There were days I spent with her that I longed to paint or create or at least get my hands busy doing something "normal." Art wants to emerge even under strange circumstances.
This is a photo from my visit to the castle in Umbria. It was one of those scenes that stayed with me...such a clutch of strength and intertwining and yet delicate as well ...even the swing hanging from a branch was a detail vivid in my mind. I kept going back to this memory, not sure why, but I could feel its power whenever someone reached out, literally or figuratively, to assist in the care of Mom.

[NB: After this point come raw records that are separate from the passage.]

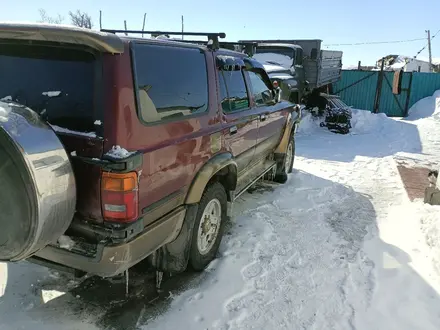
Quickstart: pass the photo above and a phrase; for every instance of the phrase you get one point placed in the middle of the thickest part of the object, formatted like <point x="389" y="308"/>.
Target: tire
<point x="285" y="166"/>
<point x="204" y="248"/>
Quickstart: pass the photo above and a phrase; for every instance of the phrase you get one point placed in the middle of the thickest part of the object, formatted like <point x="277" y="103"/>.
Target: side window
<point x="261" y="92"/>
<point x="233" y="94"/>
<point x="171" y="82"/>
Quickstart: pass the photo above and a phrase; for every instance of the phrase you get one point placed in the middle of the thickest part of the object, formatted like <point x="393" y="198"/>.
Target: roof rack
<point x="212" y="37"/>
<point x="248" y="47"/>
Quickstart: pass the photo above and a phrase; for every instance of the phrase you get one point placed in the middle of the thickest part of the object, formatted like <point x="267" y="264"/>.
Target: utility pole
<point x="429" y="50"/>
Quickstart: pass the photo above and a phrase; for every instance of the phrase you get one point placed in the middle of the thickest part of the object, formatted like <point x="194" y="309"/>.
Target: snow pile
<point x="68" y="131"/>
<point x="430" y="225"/>
<point x="364" y="121"/>
<point x="6" y="98"/>
<point x="427" y="107"/>
<point x="118" y="152"/>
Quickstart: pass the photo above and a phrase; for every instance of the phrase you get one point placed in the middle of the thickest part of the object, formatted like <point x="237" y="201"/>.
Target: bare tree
<point x="44" y="18"/>
<point x="81" y="19"/>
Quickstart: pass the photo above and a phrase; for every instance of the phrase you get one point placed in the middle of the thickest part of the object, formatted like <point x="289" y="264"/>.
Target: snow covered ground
<point x="340" y="246"/>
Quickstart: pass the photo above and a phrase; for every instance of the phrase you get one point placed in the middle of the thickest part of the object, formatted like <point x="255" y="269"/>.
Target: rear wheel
<point x="208" y="227"/>
<point x="285" y="165"/>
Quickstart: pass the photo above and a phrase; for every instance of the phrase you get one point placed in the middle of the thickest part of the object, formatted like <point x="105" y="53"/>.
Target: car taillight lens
<point x="119" y="196"/>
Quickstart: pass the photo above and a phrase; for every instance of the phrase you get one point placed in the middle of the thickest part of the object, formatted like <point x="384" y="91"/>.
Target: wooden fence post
<point x="379" y="88"/>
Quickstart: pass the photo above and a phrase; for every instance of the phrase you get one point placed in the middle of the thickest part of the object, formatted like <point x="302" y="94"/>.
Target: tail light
<point x="119" y="196"/>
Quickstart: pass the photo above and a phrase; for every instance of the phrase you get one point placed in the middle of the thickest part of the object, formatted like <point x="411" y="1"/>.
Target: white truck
<point x="312" y="67"/>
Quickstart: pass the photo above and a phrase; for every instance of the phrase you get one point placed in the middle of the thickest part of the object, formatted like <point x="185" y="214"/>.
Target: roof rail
<point x="212" y="37"/>
<point x="248" y="47"/>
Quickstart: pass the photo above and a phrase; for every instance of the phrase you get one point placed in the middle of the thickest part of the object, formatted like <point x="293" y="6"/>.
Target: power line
<point x="377" y="42"/>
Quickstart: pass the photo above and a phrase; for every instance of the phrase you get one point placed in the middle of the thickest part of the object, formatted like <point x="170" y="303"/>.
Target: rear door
<point x="239" y="118"/>
<point x="271" y="117"/>
<point x="177" y="118"/>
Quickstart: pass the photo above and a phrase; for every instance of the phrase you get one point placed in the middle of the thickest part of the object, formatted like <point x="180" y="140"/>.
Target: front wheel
<point x="208" y="227"/>
<point x="285" y="166"/>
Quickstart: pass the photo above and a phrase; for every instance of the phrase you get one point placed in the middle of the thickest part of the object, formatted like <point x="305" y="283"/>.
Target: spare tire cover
<point x="37" y="184"/>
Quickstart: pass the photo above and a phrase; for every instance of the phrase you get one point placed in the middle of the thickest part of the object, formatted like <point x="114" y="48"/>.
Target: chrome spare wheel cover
<point x="209" y="226"/>
<point x="49" y="169"/>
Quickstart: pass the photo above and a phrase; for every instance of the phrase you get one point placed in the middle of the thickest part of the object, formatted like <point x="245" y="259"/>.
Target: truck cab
<point x="282" y="57"/>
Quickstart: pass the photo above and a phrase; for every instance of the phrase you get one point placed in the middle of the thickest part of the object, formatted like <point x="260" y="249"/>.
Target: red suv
<point x="115" y="149"/>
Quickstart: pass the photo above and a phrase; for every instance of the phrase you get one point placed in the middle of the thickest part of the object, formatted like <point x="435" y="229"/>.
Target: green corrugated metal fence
<point x="358" y="89"/>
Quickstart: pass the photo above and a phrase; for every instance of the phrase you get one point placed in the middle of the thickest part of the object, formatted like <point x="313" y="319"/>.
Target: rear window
<point x="57" y="83"/>
<point x="276" y="50"/>
<point x="172" y="82"/>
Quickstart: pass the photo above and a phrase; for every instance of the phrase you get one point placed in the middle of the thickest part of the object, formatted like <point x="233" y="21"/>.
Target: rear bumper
<point x="111" y="260"/>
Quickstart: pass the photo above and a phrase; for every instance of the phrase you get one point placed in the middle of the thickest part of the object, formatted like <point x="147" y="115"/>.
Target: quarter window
<point x="260" y="90"/>
<point x="233" y="94"/>
<point x="171" y="82"/>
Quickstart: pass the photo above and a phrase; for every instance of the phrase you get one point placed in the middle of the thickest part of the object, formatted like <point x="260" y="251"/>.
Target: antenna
<point x="143" y="24"/>
<point x="182" y="27"/>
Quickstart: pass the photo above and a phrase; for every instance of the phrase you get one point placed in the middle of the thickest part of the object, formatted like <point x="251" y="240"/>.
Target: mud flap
<point x="173" y="257"/>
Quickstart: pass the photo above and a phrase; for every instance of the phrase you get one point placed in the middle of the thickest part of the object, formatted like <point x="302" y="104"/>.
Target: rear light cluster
<point x="119" y="196"/>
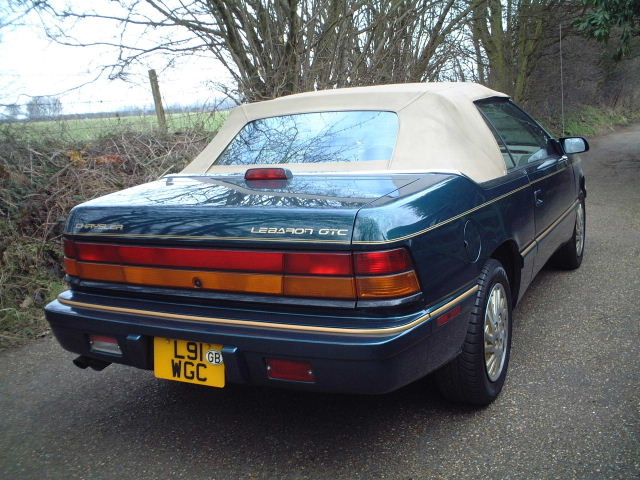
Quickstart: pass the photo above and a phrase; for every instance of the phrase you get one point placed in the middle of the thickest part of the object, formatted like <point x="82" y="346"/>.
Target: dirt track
<point x="570" y="408"/>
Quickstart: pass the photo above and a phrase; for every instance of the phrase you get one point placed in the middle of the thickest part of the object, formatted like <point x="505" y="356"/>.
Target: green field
<point x="91" y="128"/>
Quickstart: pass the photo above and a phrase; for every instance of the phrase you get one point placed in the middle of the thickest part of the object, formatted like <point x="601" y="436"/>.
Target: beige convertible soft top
<point x="440" y="128"/>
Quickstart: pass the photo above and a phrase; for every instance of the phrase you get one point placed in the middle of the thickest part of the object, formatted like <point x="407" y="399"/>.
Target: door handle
<point x="537" y="195"/>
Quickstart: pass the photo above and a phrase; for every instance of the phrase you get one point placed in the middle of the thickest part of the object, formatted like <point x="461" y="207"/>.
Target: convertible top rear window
<point x="352" y="136"/>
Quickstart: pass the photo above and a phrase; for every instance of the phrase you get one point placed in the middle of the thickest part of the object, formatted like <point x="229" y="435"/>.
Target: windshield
<point x="353" y="136"/>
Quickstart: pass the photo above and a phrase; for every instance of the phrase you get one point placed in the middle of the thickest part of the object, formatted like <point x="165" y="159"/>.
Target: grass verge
<point x="45" y="173"/>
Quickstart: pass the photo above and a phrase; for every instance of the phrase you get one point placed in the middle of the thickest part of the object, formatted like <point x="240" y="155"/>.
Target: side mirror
<point x="574" y="144"/>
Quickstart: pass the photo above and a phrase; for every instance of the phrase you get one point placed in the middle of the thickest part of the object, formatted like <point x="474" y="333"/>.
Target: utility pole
<point x="157" y="100"/>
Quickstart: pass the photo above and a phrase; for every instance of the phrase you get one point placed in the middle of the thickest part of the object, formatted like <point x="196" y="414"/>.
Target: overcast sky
<point x="33" y="65"/>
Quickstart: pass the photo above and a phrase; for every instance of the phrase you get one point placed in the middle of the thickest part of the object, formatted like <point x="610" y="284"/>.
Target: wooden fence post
<point x="157" y="100"/>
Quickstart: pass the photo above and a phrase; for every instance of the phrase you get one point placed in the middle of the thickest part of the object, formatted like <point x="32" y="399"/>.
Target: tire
<point x="477" y="375"/>
<point x="569" y="256"/>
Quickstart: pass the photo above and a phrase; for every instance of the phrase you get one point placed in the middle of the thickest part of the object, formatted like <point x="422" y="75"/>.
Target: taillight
<point x="379" y="263"/>
<point x="338" y="275"/>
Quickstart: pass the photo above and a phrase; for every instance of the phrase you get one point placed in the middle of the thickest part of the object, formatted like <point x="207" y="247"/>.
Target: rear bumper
<point x="347" y="359"/>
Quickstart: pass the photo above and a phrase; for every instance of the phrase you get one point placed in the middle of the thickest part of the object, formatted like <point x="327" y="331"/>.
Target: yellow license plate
<point x="188" y="361"/>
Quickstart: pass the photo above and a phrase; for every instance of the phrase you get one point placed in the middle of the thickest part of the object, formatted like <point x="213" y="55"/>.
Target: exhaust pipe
<point x="84" y="362"/>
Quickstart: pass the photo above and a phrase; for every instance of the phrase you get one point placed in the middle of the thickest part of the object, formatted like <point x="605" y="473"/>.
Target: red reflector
<point x="442" y="319"/>
<point x="102" y="344"/>
<point x="379" y="263"/>
<point x="267" y="174"/>
<point x="318" y="263"/>
<point x="280" y="369"/>
<point x="69" y="248"/>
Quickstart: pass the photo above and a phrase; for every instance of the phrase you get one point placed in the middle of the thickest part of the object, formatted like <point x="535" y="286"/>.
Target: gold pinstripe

I found my way to a few supplies (left in my backpack from sketching trips); I cobbled together a drawing board from a cardboard box and borrowed painters tape from the handyman. Pencils and pens and a few moments here and there to doodle helped distract me and refuel me. I realized that once again I was calling upon this scene of endurance.
This is what eventually emerged...I know it is rather cartoonish and I am itching to re-paint it in a more serious vein. But I realized that the photo I took was really a metaphor for those folks we depend on, our sanctuary of friends, the ones who hold us up, whose roots are all tangled up with ours, whose minor differences are almost invisible when we all stand together for good. I just let my thoughts direct my pen and my art critic for once was silent. It was therapy, it was healing. My mothers sanctuary of friends was surrounding us with their love and help just as mine was sending vibes of strength and support.